NAIROBI — At the invitation of Kenya’s Independent Electoral and Boundaries Commission, The Carter Center has launched an international election observation mission for the country’s Aug. 8 general election.
The Center is accredited by the IEBC to observe the presidential, parliamentary, county governor, and county assembly ward elections. Its core team of experts established a presence in Nairobi on April 14 and deployed 12 long-term observers to locations across Kenya the following week. It will deploy an additional 32 short-term observers in the lead-up to the polls.
The mission will make a comprehensive assessment of the electoral process for compliance with national law and international election standards by observing the campaign environment; the candidate nomination process; the voter registration and verification processes; the political participation of women, youth, and persons with disabilities; the administration of the elections; voting-day procedures; and the counting and tabulation of ballots.
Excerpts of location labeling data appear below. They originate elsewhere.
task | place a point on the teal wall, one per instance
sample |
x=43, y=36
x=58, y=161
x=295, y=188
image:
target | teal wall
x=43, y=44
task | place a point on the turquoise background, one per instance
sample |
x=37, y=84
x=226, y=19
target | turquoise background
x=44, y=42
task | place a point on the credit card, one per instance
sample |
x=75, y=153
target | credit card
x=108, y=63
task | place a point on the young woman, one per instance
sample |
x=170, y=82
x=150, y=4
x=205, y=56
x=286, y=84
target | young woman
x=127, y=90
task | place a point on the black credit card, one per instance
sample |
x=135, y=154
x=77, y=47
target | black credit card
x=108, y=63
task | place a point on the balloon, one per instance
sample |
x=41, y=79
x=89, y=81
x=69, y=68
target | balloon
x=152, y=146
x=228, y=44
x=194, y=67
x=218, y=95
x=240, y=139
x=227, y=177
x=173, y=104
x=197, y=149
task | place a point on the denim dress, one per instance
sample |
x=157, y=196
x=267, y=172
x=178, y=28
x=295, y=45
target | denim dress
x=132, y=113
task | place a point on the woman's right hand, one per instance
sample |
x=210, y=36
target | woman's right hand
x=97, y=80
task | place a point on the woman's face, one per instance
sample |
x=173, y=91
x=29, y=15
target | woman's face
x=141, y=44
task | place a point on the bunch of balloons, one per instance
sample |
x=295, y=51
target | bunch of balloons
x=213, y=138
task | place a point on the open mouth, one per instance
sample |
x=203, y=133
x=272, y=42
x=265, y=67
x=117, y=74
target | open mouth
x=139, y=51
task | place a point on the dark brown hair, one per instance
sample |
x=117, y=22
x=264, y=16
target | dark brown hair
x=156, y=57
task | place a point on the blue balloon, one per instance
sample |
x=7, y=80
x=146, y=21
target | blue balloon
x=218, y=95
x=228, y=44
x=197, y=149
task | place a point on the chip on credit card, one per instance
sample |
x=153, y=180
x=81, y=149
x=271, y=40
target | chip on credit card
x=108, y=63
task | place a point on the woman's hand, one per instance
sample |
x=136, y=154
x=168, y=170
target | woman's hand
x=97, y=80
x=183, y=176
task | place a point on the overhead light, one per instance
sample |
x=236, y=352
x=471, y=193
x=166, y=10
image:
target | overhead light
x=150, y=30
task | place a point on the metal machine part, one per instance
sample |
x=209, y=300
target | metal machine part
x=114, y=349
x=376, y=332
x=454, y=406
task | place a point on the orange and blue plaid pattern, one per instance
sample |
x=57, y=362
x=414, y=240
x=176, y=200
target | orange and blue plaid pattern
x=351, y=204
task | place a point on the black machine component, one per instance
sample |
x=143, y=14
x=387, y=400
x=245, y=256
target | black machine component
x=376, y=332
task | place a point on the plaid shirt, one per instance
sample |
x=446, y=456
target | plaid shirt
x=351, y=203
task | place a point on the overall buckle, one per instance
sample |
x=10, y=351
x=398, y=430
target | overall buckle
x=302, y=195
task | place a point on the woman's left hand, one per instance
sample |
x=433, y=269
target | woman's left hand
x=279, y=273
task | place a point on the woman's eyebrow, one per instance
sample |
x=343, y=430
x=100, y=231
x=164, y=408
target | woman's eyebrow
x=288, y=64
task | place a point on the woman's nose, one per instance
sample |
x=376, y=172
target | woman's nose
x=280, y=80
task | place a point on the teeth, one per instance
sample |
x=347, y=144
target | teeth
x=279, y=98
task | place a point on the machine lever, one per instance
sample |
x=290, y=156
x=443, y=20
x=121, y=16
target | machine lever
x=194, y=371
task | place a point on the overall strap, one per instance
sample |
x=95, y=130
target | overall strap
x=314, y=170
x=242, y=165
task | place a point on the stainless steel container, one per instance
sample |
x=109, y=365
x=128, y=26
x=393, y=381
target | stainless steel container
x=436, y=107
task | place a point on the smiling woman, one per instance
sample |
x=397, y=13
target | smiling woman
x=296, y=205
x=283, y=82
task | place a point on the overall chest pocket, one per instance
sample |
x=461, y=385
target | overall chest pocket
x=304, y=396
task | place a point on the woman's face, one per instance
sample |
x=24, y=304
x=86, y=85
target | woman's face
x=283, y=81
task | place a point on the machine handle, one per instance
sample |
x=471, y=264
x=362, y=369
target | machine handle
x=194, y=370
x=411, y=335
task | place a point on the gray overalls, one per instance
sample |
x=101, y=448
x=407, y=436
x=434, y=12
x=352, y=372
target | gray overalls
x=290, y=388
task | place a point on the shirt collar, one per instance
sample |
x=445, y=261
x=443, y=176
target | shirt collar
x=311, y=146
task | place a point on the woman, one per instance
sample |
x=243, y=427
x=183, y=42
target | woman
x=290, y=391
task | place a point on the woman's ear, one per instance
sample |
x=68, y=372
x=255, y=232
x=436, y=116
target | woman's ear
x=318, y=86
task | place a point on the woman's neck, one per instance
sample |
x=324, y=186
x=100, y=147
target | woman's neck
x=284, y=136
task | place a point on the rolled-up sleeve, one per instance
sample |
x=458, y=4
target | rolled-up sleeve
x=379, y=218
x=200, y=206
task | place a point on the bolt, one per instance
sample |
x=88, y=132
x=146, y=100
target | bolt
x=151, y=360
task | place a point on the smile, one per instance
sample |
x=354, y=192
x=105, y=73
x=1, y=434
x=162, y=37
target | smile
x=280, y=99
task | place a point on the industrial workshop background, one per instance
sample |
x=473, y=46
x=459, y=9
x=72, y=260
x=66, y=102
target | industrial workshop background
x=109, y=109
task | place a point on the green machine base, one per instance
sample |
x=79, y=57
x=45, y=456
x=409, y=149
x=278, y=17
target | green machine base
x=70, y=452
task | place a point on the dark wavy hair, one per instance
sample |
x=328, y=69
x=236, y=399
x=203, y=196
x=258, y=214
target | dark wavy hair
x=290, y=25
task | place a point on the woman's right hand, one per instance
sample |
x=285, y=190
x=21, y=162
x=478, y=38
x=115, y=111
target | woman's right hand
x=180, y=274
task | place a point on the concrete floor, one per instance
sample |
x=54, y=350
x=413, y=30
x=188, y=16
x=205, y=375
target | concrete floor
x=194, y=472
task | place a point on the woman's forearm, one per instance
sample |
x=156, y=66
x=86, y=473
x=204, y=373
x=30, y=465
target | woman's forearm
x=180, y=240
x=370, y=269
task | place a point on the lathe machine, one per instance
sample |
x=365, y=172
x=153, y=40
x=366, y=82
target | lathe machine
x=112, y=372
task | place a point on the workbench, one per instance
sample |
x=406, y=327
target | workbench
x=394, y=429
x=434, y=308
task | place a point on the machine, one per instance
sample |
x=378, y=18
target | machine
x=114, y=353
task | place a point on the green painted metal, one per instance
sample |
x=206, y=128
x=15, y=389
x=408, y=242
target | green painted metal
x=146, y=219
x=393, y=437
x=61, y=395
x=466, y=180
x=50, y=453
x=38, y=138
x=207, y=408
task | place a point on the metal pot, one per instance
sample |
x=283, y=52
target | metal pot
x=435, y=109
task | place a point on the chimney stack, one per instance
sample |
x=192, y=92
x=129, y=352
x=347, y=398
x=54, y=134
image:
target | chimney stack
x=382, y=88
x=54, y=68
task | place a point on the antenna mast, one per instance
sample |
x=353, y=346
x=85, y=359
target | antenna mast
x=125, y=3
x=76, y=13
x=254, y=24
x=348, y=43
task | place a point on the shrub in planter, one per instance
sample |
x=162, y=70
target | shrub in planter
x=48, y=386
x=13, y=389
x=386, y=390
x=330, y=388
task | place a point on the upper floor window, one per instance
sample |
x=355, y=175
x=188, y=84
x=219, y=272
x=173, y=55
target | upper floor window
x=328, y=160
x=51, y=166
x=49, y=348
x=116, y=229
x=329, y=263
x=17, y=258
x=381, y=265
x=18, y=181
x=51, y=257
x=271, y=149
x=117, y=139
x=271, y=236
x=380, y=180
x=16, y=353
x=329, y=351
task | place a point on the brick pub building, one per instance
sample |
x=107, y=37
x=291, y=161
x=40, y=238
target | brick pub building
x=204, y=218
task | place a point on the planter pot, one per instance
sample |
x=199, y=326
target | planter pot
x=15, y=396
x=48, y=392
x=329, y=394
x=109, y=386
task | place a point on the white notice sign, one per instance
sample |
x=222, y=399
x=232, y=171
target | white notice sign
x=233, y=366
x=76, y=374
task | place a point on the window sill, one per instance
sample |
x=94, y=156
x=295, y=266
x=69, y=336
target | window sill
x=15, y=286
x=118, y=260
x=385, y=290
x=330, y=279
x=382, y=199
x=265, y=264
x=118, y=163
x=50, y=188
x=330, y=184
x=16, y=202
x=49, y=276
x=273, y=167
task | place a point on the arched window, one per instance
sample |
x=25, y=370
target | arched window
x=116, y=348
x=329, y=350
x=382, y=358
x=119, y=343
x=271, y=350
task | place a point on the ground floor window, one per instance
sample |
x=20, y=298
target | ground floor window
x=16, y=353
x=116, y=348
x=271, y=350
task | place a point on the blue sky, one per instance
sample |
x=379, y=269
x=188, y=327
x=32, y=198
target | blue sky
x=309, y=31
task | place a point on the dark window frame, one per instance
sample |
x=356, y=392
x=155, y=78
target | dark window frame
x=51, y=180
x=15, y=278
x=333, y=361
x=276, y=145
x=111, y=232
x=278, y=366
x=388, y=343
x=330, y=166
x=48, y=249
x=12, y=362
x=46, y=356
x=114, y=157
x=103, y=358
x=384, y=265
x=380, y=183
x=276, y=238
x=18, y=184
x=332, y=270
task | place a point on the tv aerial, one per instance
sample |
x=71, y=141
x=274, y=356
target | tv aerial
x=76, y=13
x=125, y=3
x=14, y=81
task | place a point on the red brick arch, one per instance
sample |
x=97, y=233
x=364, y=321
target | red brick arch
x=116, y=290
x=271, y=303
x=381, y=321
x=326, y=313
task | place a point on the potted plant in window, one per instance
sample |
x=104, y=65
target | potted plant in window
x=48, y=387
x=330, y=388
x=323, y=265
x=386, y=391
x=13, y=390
Members of the mission will hold regular meetings with key stakeholders, including political party candidates, civil society organizations, domestic citizen election observers, members of the international community, and representatives of the electoral commission and other institutions charged with supporting the electoral process.
“I am honored that the Center has been welcomed to return to Kenya to observe this year’s elections,” said Field Office Director Don Bisson. “The Carter Center staff and I are pleased to continue working with the Kenyan people, electoral institutions, and political leaders to advance the country’s process of democratization.”
In the closing days of the party primaries, the Center has noted isolated incidents of violence in some areas of the country.
“The Center urges all political parties and other electoral stakeholders to refrain from violence going forward and for parties to call on their supporters to abide by the electoral code of conduct,” said Bisson.
The Carter Center observed Kenya’s 2013 election and found that the government largely met its commitment to a democratic election, though it noted concerns about the electoral commission’s management of the election.
The Carter Center conducts election observation missions in accordance with the Declaration of Principles for International Election Observation and Code of Conduct that and has been endorsed by 50 election observation groups.
“Waging Peace. Fighting Disease. Building Hope.”
A not-for-profit, nongovernmental organization, The Carter Center has helped to improve life for people in over 80 countries by resolving conflicts; advancing democracy, human rights, and economic opportunity; preventing diseases; and improving mental health care. The Carter Center was founded in 1982 by former U.S. President Jimmy Carter and former First Lady Rosalynn Carter, in partnership with Emory University, to advance peace and health worldwide.